En La Razón, Nacho Villa no sólo pasaba por alto el pequeño detalle, sino que nos atizaba una rueda de molino para comulgar, por si colaba: "Samaranch no hizo política con el deporte, ahí estuvo su éxito". Es lo que tienen los obituarios, que son terreno abonado para la hipérbole. O para arrimar el ascua fúnebre a la sardina de conveniencia, que es lo que hizo El Mundo en su editorial: "Su figura crecerá con el paso del tiempo como un gran catalán y un gran español". Como los suplementos, esas condiciones se venden conjunta e inseparablemente, ya saben.
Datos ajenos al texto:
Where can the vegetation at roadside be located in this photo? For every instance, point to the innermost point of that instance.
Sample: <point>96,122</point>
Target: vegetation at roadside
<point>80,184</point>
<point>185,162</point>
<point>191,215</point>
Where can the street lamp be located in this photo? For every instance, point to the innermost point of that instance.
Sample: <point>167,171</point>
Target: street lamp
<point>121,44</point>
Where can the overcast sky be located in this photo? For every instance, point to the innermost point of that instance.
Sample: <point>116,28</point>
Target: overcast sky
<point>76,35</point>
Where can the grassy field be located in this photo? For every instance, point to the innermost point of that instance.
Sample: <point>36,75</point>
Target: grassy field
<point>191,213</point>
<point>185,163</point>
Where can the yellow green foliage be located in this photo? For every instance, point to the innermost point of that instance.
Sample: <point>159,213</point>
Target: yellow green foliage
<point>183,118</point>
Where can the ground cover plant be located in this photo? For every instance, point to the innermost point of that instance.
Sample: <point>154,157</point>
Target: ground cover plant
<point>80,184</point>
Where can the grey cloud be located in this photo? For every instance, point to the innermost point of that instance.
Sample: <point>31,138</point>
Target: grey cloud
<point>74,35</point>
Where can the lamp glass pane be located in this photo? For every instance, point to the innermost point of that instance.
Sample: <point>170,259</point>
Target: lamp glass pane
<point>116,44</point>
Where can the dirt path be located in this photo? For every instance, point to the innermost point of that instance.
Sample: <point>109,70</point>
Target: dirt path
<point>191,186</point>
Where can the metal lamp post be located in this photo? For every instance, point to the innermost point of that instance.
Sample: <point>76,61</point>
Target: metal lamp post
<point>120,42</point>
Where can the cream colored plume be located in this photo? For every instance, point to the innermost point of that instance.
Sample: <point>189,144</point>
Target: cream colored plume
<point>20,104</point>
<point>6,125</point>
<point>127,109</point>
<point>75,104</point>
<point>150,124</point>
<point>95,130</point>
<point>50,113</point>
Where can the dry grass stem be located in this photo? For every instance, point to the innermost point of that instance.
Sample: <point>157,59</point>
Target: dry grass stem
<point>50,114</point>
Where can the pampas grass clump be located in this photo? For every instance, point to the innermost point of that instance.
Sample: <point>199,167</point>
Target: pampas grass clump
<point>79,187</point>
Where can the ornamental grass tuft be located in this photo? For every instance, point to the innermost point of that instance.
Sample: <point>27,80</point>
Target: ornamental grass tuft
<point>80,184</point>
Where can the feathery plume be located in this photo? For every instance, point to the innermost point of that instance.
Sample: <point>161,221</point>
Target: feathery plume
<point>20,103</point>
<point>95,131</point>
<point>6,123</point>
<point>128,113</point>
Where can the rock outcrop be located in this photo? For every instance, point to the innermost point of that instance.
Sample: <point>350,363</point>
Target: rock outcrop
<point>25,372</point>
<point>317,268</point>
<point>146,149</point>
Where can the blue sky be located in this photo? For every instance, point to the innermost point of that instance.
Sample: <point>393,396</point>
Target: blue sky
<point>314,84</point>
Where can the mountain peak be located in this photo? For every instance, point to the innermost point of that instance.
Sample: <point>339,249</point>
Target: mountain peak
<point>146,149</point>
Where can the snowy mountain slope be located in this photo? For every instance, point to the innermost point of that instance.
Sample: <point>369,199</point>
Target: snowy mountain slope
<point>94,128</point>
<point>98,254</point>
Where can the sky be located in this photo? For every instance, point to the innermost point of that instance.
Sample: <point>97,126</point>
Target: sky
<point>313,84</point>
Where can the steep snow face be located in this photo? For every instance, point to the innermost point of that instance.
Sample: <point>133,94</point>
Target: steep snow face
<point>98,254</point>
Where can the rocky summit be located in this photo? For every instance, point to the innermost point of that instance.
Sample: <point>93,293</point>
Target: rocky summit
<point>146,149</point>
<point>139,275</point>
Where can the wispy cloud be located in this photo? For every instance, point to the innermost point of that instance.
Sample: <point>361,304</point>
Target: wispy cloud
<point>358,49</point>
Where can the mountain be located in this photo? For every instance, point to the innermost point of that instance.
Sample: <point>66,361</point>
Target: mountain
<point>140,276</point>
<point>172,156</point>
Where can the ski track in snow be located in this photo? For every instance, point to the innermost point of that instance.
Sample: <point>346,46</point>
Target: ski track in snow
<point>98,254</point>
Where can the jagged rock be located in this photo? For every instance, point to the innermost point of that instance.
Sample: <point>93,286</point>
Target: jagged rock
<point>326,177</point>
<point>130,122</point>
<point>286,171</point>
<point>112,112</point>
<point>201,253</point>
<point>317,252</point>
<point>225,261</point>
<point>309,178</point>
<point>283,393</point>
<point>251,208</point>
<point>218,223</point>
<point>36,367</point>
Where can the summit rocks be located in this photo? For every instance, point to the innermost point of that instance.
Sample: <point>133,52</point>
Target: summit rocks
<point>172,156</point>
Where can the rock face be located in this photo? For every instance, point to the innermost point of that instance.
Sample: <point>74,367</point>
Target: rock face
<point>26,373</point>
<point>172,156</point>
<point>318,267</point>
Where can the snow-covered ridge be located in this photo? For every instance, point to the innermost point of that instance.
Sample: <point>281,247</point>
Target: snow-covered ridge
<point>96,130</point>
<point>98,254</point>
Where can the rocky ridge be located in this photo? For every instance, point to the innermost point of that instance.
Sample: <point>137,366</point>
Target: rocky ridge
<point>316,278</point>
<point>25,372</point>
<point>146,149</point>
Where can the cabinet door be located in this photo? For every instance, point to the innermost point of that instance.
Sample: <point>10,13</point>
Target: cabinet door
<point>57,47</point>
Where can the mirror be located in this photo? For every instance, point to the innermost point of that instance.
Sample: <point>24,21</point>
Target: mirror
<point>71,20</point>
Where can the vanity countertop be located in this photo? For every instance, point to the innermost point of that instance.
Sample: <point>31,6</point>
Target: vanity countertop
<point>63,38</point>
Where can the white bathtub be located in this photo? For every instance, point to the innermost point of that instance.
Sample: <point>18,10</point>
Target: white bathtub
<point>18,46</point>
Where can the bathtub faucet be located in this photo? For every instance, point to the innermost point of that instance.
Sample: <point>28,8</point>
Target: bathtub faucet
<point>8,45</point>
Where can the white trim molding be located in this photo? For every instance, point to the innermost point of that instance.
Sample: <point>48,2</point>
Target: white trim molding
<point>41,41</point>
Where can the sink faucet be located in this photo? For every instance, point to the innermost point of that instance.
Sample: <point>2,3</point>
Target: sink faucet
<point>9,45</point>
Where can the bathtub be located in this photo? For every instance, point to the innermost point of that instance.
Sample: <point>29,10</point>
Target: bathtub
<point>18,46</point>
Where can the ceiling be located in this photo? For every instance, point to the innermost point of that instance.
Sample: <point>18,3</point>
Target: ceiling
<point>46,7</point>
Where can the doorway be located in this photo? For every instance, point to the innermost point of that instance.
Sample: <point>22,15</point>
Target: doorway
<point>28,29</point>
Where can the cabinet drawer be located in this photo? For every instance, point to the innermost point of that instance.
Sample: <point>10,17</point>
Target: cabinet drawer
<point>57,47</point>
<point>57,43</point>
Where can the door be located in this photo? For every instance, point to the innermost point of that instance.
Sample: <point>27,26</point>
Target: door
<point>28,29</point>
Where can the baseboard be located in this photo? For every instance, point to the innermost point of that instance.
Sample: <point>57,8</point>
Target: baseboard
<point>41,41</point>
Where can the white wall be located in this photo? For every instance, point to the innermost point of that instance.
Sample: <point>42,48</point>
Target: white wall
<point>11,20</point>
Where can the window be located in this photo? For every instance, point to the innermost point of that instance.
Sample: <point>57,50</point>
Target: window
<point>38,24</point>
Ya hay sentencia sobre el Estatut

Tal dato debió de ser clave para que el Tribunal Constitucional mandase al guano el Estatut. Dirán ustedes que eso está por ver, que de momento no hay sentencia ni a favor ni en contra. Pues no. Según se explayaba ayer el cátedro Jorge de Esteban en El Mundo, lo del otro día fue un rechazo en toda regla, lo que pasa es que el resto del orbe no se ha enterado. Tan seguro está, que su tribuna se titulaba "El Constitucional ya se ha pronunciado". Por supuesto, el pulgar de los togados apuntaba hacia abajo: "Porque el Estatut, con el dictamen más favorable posible a su legalidad, ya ha sido calificado por la mayoría absoluta del Tribunal como inconstitucional, y, por tanto, esto va a misa". Feliz por el fallo que sólo él conoce, concluía: "Un gran día para la unidad de España".

Como si también estuviera en el secreto, César Vidal aplaudía en La Razón la imaginaria sentencia: "No otro comportamiento seguiría un tribunal constitucional que aniquilara el Estatuto catalán por inconstitucional. Y es que si los tribunales se pliegan ante los que impulsan visiones alternativas de la legitimidad podemos dar por liquidada la democracia y por instaurado un régimen liberticida".